Trainer Fishr

Invariant Gradient Variances for Out-of-distribution Generalization

The goal of the Fishr regularization technique is locally aligning the domain-level loss landscapes around the final weights, finding a minimizer around which the inconsistencies between the domain-level loss landscapes are as small as possible. This is done by considering second order terms during training, matching the variances between the domain-level gradients.

Figure 1: Fishr matches the domain-level gradient variances of the distributions across the training domains (Image source: Figure 1 of "Fishr: Invariant gradient variances for out-of-distribution generalization")

Quantifying inconsistency between domains

Intuitively, two domains are locally inconsistent around a minimizer, if a small perturbation of the minimizer highly affects its optimality in one domain, but only minimally affects its optimality in the other domain. Under certain assumptions, most importantly the Hessians being positive definite, it is possible to measure the inconsistency between two domains \(A\) and \(B\) with the following inconsistency score:

\[ \mathcal{I}^\epsilon ( \theta^* ) = \text{max}_ {(A,B)\in\mathcal{E}^2} \biggl( \mathcal{R}_ B (\theta^* ) - \mathcal{R}_ {A} ( \theta^* ) + \text{max}_ {\frac{1}{2} \theta^T H_A \theta\leq\epsilon}\frac{1}{2}\theta^T H_B \theta \biggl) \]

, whereby \(\theta^*\) denotes the minimizer, \(\mathcal{E}\) denotes the set of training domains, \(H_e\) denotes the Hessian for \(e\in\mathcal{E}\), \(\theta\) denote the network parameters and \(\mathcal{R}_e\) for \(e\in\mathcal{E}\) denotes the domain-level ERM objective. The Fishr regularization method forces both terms on the right hand side of the inconsistency score to become small. The first term represents the difference between the domain-level risks and is implicitly forced to be small by applying the Fishr regularization. For the second term it suffices to align diagonal approximations of the domain-level Hessians, matching the variances across domains.

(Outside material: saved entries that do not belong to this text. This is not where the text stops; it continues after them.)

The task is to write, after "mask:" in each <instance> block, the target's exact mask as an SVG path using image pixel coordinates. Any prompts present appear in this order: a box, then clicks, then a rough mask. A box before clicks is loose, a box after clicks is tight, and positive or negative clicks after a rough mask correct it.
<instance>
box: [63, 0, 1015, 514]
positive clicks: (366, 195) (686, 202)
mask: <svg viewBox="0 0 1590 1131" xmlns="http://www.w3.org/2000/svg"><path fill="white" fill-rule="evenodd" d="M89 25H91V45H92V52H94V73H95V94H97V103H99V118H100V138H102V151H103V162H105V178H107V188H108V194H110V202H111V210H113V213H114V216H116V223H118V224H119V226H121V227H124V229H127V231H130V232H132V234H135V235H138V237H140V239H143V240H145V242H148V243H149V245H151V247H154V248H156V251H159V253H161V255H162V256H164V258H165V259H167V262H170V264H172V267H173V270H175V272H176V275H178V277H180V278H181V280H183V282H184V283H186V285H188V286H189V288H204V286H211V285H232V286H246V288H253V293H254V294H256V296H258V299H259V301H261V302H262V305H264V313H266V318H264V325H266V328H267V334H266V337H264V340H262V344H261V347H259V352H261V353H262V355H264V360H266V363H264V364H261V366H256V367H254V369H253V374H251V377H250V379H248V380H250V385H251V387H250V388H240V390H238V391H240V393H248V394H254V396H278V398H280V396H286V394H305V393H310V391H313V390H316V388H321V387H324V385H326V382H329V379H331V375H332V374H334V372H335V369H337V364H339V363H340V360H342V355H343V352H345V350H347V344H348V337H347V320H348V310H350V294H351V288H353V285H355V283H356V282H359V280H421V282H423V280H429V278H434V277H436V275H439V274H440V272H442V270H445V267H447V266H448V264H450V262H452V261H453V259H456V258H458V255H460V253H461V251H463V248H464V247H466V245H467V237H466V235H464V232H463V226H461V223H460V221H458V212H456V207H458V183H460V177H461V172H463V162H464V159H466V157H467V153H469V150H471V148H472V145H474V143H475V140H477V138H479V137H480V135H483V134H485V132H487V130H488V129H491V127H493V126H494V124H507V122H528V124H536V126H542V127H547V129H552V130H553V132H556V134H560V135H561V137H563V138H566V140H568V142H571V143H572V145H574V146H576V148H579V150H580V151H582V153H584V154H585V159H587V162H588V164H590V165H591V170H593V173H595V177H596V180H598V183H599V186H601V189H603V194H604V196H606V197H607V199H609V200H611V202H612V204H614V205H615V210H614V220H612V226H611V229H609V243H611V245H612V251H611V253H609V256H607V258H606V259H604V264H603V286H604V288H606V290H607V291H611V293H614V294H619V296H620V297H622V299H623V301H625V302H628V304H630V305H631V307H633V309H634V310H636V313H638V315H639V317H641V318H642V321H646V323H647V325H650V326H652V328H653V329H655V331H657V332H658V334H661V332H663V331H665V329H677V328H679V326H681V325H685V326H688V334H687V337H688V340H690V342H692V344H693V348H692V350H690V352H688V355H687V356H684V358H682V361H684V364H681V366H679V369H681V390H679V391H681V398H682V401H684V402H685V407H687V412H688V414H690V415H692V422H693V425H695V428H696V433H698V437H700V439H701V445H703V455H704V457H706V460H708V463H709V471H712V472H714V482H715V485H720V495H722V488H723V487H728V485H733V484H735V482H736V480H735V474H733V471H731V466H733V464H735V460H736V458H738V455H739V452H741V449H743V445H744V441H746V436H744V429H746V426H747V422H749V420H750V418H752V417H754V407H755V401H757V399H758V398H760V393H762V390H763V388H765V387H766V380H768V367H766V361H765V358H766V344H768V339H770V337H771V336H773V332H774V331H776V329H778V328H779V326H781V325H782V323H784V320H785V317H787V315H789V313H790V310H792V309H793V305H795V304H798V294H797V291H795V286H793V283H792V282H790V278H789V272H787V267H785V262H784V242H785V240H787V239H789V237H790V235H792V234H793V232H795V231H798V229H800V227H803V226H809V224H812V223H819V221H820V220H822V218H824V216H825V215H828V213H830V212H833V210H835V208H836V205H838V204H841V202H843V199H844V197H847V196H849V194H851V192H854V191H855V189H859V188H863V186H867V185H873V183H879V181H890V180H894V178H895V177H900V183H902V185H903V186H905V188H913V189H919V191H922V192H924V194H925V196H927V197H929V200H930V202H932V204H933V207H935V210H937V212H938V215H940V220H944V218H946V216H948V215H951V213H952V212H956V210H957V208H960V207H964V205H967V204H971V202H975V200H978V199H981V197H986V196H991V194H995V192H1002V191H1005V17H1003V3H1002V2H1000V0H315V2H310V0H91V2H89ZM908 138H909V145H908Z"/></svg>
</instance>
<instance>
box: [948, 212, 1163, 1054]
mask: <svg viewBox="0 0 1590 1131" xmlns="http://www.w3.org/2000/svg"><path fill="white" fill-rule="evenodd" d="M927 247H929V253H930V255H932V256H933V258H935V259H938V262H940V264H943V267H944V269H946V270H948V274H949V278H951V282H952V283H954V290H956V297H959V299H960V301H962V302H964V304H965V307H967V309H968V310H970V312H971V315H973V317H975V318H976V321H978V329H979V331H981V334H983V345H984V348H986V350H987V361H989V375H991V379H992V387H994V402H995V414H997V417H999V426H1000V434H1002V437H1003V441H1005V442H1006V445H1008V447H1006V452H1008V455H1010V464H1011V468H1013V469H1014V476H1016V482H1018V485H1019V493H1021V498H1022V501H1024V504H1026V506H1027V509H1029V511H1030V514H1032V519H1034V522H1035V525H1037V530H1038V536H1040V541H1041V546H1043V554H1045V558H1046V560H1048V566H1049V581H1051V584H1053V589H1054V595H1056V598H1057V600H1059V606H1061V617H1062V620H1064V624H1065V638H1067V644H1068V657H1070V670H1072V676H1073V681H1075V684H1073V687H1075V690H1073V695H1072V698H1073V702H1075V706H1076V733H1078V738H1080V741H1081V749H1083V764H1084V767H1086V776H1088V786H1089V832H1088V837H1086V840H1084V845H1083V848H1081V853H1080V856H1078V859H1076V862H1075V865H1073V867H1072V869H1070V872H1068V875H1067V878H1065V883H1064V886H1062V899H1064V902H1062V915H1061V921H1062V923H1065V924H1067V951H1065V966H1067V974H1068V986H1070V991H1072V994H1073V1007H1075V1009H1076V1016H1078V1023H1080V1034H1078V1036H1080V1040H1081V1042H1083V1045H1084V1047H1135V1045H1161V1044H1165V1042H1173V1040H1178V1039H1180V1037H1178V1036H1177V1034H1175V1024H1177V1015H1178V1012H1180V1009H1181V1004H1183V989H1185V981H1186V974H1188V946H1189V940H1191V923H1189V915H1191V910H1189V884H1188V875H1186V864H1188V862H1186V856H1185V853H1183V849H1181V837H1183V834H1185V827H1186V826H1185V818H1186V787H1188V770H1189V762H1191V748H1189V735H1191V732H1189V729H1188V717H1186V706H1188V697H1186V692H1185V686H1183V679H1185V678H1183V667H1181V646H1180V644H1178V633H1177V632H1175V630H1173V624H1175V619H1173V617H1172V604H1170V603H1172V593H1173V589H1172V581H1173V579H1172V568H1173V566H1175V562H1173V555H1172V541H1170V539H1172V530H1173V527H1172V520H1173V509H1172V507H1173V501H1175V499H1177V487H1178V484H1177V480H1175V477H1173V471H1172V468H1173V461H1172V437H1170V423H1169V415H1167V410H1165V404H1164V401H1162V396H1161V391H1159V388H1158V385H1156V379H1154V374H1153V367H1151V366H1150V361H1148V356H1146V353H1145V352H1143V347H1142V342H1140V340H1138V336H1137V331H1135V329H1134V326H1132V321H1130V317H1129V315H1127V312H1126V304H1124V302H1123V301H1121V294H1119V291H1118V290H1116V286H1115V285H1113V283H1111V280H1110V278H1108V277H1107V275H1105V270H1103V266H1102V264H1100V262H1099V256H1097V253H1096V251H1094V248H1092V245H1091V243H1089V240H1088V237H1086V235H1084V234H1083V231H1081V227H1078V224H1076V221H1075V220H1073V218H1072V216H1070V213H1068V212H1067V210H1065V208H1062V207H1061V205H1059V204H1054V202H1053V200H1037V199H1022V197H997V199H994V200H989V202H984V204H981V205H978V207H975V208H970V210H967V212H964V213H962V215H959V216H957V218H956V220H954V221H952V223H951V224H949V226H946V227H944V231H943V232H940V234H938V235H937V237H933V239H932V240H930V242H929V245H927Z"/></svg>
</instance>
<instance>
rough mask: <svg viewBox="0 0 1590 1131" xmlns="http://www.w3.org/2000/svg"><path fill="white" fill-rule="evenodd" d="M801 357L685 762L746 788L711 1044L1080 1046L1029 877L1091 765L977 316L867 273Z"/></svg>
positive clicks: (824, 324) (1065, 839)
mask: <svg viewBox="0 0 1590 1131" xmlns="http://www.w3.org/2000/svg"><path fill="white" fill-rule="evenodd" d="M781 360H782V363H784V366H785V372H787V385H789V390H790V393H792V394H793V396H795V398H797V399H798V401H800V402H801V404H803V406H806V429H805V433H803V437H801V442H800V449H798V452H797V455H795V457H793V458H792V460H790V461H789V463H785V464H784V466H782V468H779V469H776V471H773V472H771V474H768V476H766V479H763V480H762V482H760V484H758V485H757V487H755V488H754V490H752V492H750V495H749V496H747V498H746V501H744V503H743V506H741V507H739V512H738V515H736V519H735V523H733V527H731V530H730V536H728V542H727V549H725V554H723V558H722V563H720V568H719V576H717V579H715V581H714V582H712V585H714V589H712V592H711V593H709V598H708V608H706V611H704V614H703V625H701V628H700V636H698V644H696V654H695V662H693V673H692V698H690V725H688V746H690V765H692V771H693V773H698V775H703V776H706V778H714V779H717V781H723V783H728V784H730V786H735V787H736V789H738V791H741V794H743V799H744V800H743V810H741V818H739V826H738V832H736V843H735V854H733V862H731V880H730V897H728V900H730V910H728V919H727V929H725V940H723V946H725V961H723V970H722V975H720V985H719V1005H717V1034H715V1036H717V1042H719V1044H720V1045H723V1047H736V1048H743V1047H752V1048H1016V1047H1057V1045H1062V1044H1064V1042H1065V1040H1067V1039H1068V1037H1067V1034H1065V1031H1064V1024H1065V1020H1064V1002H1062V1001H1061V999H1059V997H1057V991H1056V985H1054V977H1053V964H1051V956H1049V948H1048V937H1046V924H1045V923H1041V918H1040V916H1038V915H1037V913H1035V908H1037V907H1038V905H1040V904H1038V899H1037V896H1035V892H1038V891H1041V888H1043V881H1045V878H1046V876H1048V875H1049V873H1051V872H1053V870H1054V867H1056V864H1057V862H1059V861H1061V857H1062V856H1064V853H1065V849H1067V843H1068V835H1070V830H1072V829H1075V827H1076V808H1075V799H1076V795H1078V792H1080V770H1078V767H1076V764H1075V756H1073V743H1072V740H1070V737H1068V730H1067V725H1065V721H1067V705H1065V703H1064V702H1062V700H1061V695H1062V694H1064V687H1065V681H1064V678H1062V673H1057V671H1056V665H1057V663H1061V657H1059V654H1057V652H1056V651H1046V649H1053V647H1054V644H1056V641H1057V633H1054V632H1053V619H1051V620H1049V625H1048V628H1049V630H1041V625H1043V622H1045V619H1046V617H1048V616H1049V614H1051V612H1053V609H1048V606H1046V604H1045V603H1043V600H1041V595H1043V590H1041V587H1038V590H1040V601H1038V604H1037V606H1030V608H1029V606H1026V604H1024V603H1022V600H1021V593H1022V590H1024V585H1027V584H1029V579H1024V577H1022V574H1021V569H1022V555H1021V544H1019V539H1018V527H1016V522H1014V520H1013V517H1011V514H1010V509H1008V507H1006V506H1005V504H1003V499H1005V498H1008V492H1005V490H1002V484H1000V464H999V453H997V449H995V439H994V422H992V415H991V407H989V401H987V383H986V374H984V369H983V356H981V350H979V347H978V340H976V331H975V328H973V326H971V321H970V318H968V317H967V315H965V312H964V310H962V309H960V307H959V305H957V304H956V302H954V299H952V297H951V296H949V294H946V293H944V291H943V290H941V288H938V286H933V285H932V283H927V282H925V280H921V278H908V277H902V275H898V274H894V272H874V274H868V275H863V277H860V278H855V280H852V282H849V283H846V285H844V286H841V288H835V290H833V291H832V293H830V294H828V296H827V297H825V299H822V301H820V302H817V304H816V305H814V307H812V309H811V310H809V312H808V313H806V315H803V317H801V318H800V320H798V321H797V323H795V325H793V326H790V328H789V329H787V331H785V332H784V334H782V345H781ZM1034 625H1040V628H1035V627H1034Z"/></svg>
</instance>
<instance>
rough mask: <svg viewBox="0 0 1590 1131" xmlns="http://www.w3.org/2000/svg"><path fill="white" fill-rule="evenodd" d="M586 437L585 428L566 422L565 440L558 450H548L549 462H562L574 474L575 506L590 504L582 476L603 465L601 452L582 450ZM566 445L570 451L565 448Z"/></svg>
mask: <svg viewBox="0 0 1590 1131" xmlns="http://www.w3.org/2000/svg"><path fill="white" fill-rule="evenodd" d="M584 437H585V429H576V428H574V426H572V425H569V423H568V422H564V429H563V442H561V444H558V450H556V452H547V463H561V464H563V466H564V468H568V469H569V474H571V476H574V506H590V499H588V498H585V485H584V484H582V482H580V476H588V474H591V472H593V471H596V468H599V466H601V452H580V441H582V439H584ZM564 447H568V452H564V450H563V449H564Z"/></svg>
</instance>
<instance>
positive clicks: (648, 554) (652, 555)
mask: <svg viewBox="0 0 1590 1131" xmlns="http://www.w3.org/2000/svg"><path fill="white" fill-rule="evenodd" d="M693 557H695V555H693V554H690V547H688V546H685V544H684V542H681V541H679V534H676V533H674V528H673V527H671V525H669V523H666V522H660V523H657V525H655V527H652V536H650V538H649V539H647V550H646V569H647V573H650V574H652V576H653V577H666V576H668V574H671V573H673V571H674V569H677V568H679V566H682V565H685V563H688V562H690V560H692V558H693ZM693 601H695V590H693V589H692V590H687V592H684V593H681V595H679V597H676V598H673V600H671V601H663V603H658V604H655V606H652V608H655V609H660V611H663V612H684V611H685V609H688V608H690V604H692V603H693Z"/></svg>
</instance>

Matching the Variances during training

Let \(\mathcal{E}\) be the space of all training domains, and let \(\mathcal{R}_e(\theta)\) be the ERM objective. Fishr minimizes the following objective function during training:

\[ \mathcal{L} (\theta) = \frac{1}{|\mathcal{E}|} \sum_{e\in\mathcal{E}} \mathcal{R}_ {\mathcal{E}} (\theta) + \lambda \mathcal{L}_{\text{Fishr}}(\theta) \]

, whereby

\[ \mathcal{L}_ {\text{Fishr}} (\theta) = \frac{1}{|\mathcal{E}|}\sum_{e\in\mathcal{E}} \| v_e -v \|^2_2 \]

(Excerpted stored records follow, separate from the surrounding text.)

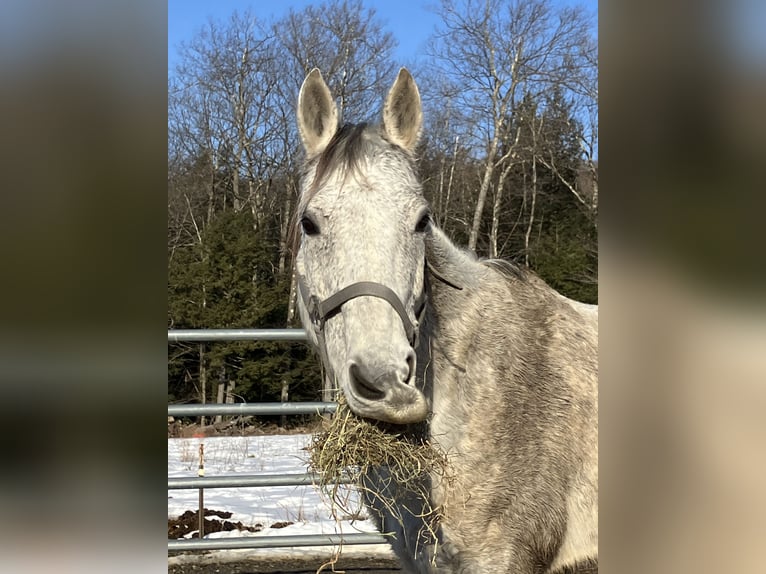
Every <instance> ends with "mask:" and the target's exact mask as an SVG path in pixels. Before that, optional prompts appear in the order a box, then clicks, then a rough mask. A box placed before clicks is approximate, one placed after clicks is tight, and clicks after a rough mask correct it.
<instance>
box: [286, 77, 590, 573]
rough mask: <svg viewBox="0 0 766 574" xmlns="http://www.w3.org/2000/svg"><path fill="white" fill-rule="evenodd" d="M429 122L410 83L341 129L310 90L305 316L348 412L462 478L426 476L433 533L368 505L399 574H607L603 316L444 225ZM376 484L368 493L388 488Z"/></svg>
mask: <svg viewBox="0 0 766 574" xmlns="http://www.w3.org/2000/svg"><path fill="white" fill-rule="evenodd" d="M421 125H422V111H421V103H420V95H419V93H418V89H417V86H416V85H415V82H414V80H413V78H412V76H411V75H410V73H409V72H408V71H407V70H405V69H402V70H401V71H400V72H399V75H398V77H397V78H396V81H395V83H394V85H393V87H392V88H391V90H390V92H389V93H388V96H387V97H386V101H385V104H384V107H383V122H382V124H381V125H380V126H368V125H366V124H359V125H345V126H343V127H342V128H339V126H338V118H337V110H336V106H335V103H334V101H333V98H332V96H331V94H330V91H329V89H328V88H327V85H326V84H325V82H324V80H323V79H322V76H321V74H320V72H319V70H316V69H315V70H313V71H312V72H311V73H309V75H308V76H307V77H306V80H305V81H304V83H303V86H302V87H301V91H300V96H299V101H298V127H299V130H300V135H301V138H302V141H303V145H304V147H305V151H306V156H307V159H306V164H305V172H304V175H303V178H302V189H301V198H300V205H299V207H298V211H297V216H298V218H297V220H296V221H297V222H298V225H299V230H298V231H299V233H300V236H299V241H300V243H299V248H298V252H297V254H296V260H295V263H296V273H297V277H298V286H299V293H300V297H299V298H298V301H299V309H300V313H301V319H302V321H303V324H304V325H305V326H306V328H307V331H308V333H309V338H310V340H311V341H312V343H313V344H314V345H315V346H316V347H317V348H318V350H319V353H320V356H321V359H322V362H323V363H324V366H325V369H326V370H327V371H328V372H329V373H331V376H332V377H333V378H334V380H335V381H337V383H338V384H339V386H340V388H341V389H342V391H343V393H344V395H345V398H346V400H347V402H348V404H349V406H350V408H351V409H352V411H354V412H355V413H356V414H357V415H360V416H362V417H367V418H370V419H376V420H380V421H385V422H387V423H394V424H401V425H413V424H415V423H418V424H420V426H425V427H426V428H427V433H428V435H429V437H430V439H431V440H432V441H433V442H435V443H436V444H438V446H439V447H441V449H442V450H443V451H445V452H446V453H448V456H449V458H450V461H451V463H452V471H453V472H454V475H455V477H454V479H453V480H451V481H449V482H447V481H444V480H440V479H437V478H436V477H434V478H433V480H429V484H428V487H429V496H430V500H429V501H428V502H429V503H430V504H432V505H435V506H442V507H443V509H444V516H443V518H442V519H441V521H440V524H439V527H438V530H437V532H436V533H435V535H430V536H425V537H424V535H423V532H424V529H423V519H422V516H420V514H421V513H420V512H419V509H421V508H423V505H424V504H425V503H424V501H422V500H418V496H416V495H415V494H411V495H410V496H409V498H410V499H409V500H407V495H404V497H403V498H401V499H400V501H401V503H402V504H401V505H402V508H403V509H404V510H403V511H402V512H401V513H399V516H398V520H391V519H390V517H387V516H386V514H387V513H388V510H387V509H386V508H381V507H380V505H376V504H375V502H374V501H368V502H369V503H370V504H371V505H372V506H373V507H375V508H374V510H377V511H378V520H379V523H380V524H381V525H382V526H383V527H384V529H385V530H386V531H393V532H394V536H393V537H392V544H393V547H394V550H395V552H396V553H397V555H398V556H399V557H400V559H401V561H402V565H403V567H404V568H405V570H406V571H410V572H465V573H477V574H488V573H493V572H498V573H501V572H502V573H511V572H512V573H532V572H535V573H537V572H539V573H546V572H596V571H597V569H598V565H597V553H598V532H597V514H598V461H597V459H598V440H597V439H598V395H597V376H598V375H597V369H598V363H597V339H598V315H597V311H596V308H595V307H591V306H588V305H583V304H581V303H577V302H575V301H571V300H569V299H567V298H565V297H563V296H561V295H559V294H558V293H556V292H555V291H554V290H553V289H551V288H550V287H548V286H547V285H546V284H545V283H544V282H543V281H542V280H540V279H538V278H537V277H535V276H534V275H533V274H532V273H531V272H529V271H525V270H522V269H519V268H516V267H515V266H513V265H511V264H509V263H507V262H502V261H496V260H489V261H482V260H478V259H476V258H475V257H474V256H473V255H471V254H469V253H467V252H465V251H462V250H461V249H458V248H457V247H455V246H454V245H453V244H452V243H451V242H450V240H449V239H448V238H447V237H446V236H445V235H444V233H442V232H441V231H440V230H439V229H437V228H436V227H435V226H434V225H433V223H432V220H431V217H430V212H429V207H428V203H427V202H426V200H425V199H424V198H423V194H422V191H421V186H420V183H419V182H418V179H417V177H416V169H415V165H414V157H413V153H414V151H415V148H416V145H417V143H418V139H419V136H420V131H421ZM424 421H425V422H424ZM380 472H381V475H378V476H372V477H369V481H370V484H372V485H377V487H378V488H381V489H385V488H391V487H390V485H389V486H384V485H385V484H386V483H385V476H383V474H384V472H385V471H384V470H381V471H380ZM402 517H403V518H402ZM387 518H388V519H387Z"/></svg>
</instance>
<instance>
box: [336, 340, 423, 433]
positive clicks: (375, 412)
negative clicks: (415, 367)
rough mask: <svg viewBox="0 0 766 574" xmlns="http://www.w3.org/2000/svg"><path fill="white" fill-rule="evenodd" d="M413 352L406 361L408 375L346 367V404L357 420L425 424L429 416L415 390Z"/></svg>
mask: <svg viewBox="0 0 766 574" xmlns="http://www.w3.org/2000/svg"><path fill="white" fill-rule="evenodd" d="M414 355H415V354H414V352H411V354H410V355H409V356H408V357H407V361H406V365H407V369H408V371H409V372H408V373H406V374H405V373H403V370H402V369H397V368H371V367H370V366H368V365H367V364H366V363H363V362H361V361H356V360H351V361H350V363H349V367H348V386H347V388H346V389H345V394H346V400H347V402H348V405H349V407H350V408H351V410H352V411H353V412H354V413H355V414H357V415H359V416H361V417H366V418H371V419H376V420H380V421H383V422H388V423H394V424H410V423H416V422H420V421H422V420H425V419H426V417H427V416H428V413H429V407H428V403H427V401H426V399H425V396H424V395H423V393H422V392H420V391H419V390H418V389H417V388H415V386H414V384H412V383H414V380H415V374H414V370H415V358H414Z"/></svg>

with \(v_e\) denoting the variance between the gradients of domain \(e\in\mathcal{E}\) and \(v\) denoting the average variance of the gradients across all domains, i.e. \(v = \frac{1}{|\mathcal{E}|}\sum_{e\in\mathcal{E}} v_e\).

Implementation

The variance of the gradients within each domain can be computed with the BACKPACK package (see: Dangel, Felix, Frederik Kunstner, and Philipp Hennig. “Backpack: Packing more into backprop.” https://arxiv.org/abs/1912.10985). Further on, we use \( \textnormal{Var}(G) \approx \textnormal{diag}(H) \). The Hessian is then approximated by the Fisher Information Matrix, which again is approximated by an empirical estimator for computational efficiency. For more details, see the reference below or the domainlab code.

Examples

python main_out.py --te_d=0 --task=mini_vlcs --model=erm --trainer=fishr --nname=alexnet --bs=2 --nocu

Reference: Rame, Alexandre, Corentin Dancette, and Matthieu Cord. “Fishr: Invariant gradient variances for out-of-distribution generalization.” International Conference on Machine Learning. PMLR, 2022.